The issue here is that most ttl ops do not understand/check for padded shapes. They interpret the passed in data as if that were the true shape as a lot of these ops were written before padded shape was supported/widespread. So if you pass in [8, 2, 2] in RM, the ttl softmax would pad internally and run, but when you pass in a padded [8, 32, 32], it interprets the 32 as the actual width.

We haven't gone back to update most ops to understand padded/true shapes after this was added, so this issue will mostly pop up on ops that do normalizing/computations on dims like ln, sm, etc.

yugaoTT commented 6 months ago

how should we add the support for padded shapes? I guess can we need to get the unpadded shape, and calculate the scalers on host

mtairum commented 4 months ago

@eyonland @yugaoTT , What's the status of this issue?

We use a padded tile layout input for the softmax in Mixtral and we're seeing wrong softmax outputs (last dim) when the input in sharded.
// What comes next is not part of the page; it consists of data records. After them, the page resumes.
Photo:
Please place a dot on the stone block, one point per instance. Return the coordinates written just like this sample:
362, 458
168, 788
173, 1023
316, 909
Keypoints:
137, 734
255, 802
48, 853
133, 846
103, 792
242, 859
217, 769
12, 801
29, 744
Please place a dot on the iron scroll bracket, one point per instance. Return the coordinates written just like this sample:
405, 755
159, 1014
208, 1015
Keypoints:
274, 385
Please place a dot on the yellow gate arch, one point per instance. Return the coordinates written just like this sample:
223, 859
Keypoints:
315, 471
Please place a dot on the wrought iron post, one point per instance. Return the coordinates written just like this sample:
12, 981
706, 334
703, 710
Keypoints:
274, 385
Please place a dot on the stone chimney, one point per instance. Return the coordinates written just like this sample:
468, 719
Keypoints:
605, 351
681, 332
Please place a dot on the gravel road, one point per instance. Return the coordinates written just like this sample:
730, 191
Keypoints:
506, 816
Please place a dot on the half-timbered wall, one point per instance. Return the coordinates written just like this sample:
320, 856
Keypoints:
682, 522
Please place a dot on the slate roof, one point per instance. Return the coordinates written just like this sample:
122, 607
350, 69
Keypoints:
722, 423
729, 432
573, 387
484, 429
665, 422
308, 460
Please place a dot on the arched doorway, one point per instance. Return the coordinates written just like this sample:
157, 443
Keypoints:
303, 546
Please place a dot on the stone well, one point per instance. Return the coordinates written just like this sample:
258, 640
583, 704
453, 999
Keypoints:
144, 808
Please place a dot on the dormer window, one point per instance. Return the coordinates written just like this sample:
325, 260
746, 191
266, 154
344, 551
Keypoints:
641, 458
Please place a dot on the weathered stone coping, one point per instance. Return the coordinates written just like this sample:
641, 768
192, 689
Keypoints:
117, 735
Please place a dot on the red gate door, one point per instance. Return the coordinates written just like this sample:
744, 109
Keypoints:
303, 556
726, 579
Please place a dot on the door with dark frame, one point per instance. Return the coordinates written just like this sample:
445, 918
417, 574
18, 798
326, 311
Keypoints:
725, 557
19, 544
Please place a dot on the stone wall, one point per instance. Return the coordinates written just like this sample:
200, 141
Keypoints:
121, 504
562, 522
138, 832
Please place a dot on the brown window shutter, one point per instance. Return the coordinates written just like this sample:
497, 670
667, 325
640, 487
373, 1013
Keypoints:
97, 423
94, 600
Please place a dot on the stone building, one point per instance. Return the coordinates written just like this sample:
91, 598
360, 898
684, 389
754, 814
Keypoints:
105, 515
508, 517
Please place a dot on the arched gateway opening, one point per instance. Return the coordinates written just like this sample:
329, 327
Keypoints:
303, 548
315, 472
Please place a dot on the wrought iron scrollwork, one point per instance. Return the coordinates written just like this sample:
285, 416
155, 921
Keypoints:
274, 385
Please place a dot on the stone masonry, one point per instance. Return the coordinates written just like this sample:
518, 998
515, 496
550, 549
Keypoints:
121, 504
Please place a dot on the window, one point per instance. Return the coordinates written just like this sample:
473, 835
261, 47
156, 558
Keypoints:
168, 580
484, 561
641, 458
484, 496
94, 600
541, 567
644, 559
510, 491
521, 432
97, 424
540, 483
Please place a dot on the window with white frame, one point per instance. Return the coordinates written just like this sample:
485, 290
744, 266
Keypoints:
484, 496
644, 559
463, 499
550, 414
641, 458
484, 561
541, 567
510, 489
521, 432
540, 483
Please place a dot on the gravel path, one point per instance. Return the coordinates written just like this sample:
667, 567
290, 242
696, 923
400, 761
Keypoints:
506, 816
Specifically the issue seems to be when the sharding is by height.

I wrote a small-ish test using similar sizes of our model showcasing the issue.

The shard config I'm using is the following:

    shard_config = ttnn.create_sharded_memory_config(
        shape=(1024, 32),
        # shape=(32, 32),
        core_grid=ttnn.CoreGrid(y=4, x=8),
        strategy=ttnn.ShardStrategy.WIDTH,
        # strategy=ttnn.ShardStrategy.HEIGHT,
        orientation=ttnn.ShardOrientation.ROW_MAJOR,
        use_height_and_width_as_shard_shape=True,
    )

The tensor to be sharded is of shape [1,32,32,32]. If sharding by height, with shape (32,32) we're seeing bad PCC below. However, if sharding by Width instead with shape (1024, 32) PCC will be correct, when compared to interleaved approach.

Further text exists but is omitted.